Despite last month’s receipt from Israel of funds it owed, the Palestinian Authority still faces a financing gap that could top $1.8 billion, the World Bank said Thursday.
Palestinian Authority President Mahmoud Abbas’s PA has been in deep financial crisis since February, when he refused to accept any further transfers of VAT and customs duties Israel collects on the Palestinians’ behalf because Jerusalem withheld over $138 million of the amount over Ramallah’s payouts to Palestinian terrorists and other security prisoners, and their families.
His administration had to impose austerity measures, cutting almost half the salaries of its employees.

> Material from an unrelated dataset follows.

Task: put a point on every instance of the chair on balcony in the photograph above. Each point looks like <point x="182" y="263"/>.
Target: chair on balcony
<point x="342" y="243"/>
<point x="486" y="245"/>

The cuts hit hard on the Palestinian territories, already suffering unemployment of around 26 percent in the second quarter of 2019, the bank said in its latest report on the Palestinian economy.
Israel collects around $190 million a month in customs duties levied on goods destined for Palestinian markets that transit through its ports, and it is supposed to transfer the money to the PA.
In February, Israel began deducting around $10 million a month from the revenues — equivalent to the sum the PA paid inmates in Israeli jails or their families — prompting the Palestinians to refuse to take any funds at all.
Israel sees the payments to those who have carried out attacks against Israelis as encouraging further terrorist violence. The PA describes the payments as a form of welfare, while Palestinians venerate prisoners jailed by Israel as heroes for their cause.

Last month, Israel retroactively paid more than $560 million in fuel taxes collected by the Jewish state.
But that part-payment of arrears has not fixed the liquidity crisis, the report said.
“The Palestinian Authority faces a financing gap that could exceed $1.8 billion for 2019, driven by declining aid flows and the unresolved transfer of taxes and import duties collect by Israel on behalf of the PA,” it wrote.
“The outlook for the Palestinian territories is worrisome,” Kanthan Shankar, World Bank country director for the West Bank and Gaza, said in a statement accompanying the report.
“The severe liquidity squeeze has started to affect the PA’s ability to fulfill its responsibilities of paying its civil servants and providing public services.”
The bank’s report will be presented to the international donor group for Palestinians, known as the Ad Hoc Liaison Committee, at its meeting next week in New York.
“If the clearance revenue standoff is not resolved, the PA would embark on the year 2020 after largely exhausting its domestic sources of financing, including borrowing from domestic banks, which will put it in a much worse position than in 2019,” it said.